The infant mortality rate in California is one to the lowest in the nation.  However, the mortality rate for African-American babies is dramatically higher in California and San Diego County.  Additionally, African American women locally have the highest percentage of low birth-weight babies.

The national goal is to reduce the African-American infant mortality rate to 4.5 per thousand and low birth weight to 5%.  Based on a three-year average (2005-2007), San Diego County’s rate for infant mortality among African Americans is 10.0 per thousand  and the low birth rate is 16.1%.

The Black Infant Health program provides services to pregnant and parenting African-American women and infants to ensure that African-American babies are born healthy and have the opportunity to grow into healthy children.  The County of San Diego administers the program through Family Health Centers of San Diego, which provides direct Black Infant Health services to “at risk” African-American women and infants. The services provided include: group prenatal and post-partum classes; help with enrolling in health insurance and finding prenatal and well child care; referrals for emergency food, clothing, housing and medical services; advocacy for clients and social support.

“San Diego County has made progress in reversing African-American mortality and low birth rates through the Black Infant Health program,” said Wilma J Wooten, M.D., M.P.H., Deputy Health Officer for the County of San Diego Health and Human Services Agency.  “This program meets a critical need within our community, but due to the state’s economic crisis, the state eliminated all State General Funds for the BIH program in FY 09-10, which also resulted in a loss of Federal matching funds. This elimination of funding had a significant impact on BIH services to “at risk” pregnant African-American women and their infants. First 5 San Diego approved a one-year funding from its Emerging Critical Needs program allocation.”

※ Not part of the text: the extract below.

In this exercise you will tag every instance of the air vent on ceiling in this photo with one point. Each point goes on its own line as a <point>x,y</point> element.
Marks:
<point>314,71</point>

With no end to the state’s budget woes in sight, First 5 San Diego commissioners voted in August 2010 to extend funding of the Black Infant Health program for two additional years.

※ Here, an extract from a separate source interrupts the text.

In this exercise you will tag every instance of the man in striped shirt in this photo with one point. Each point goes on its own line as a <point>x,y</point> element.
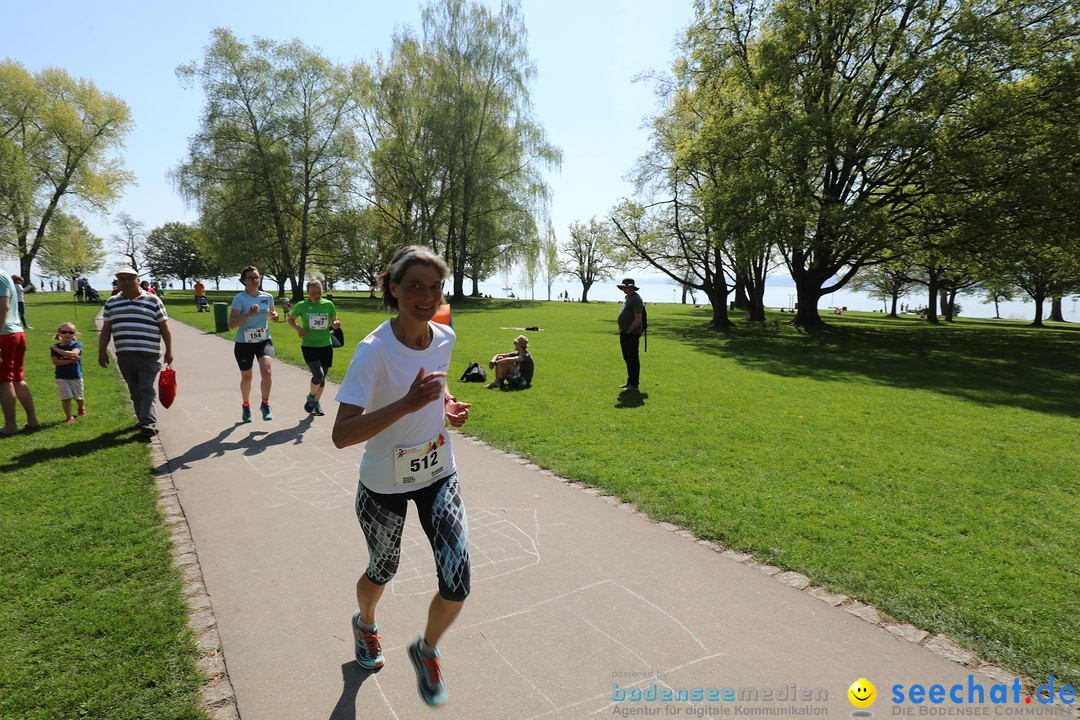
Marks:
<point>136,323</point>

“The Black Infant Health program meets the criteria of the Commission’s Emerging Critical Needs policy which funds projects that address the most critical gaps in the safety net for young children and families,” said Barbara Jiménez, executive director, First 5 San Diego.   “This funding supports the Commission’s strategic plan to respond to critical needs emerging from state and local economic conditions.”

The Emerging Critical Needs policy allows for an organization to request up to three years of funding for an emerging critical need.  In all, First 5 San Diego has allocated more than $609,000 to the Black Infant Health Program over three years. These funds are matched on a 1:1 basis with Federal Title XIX dollars.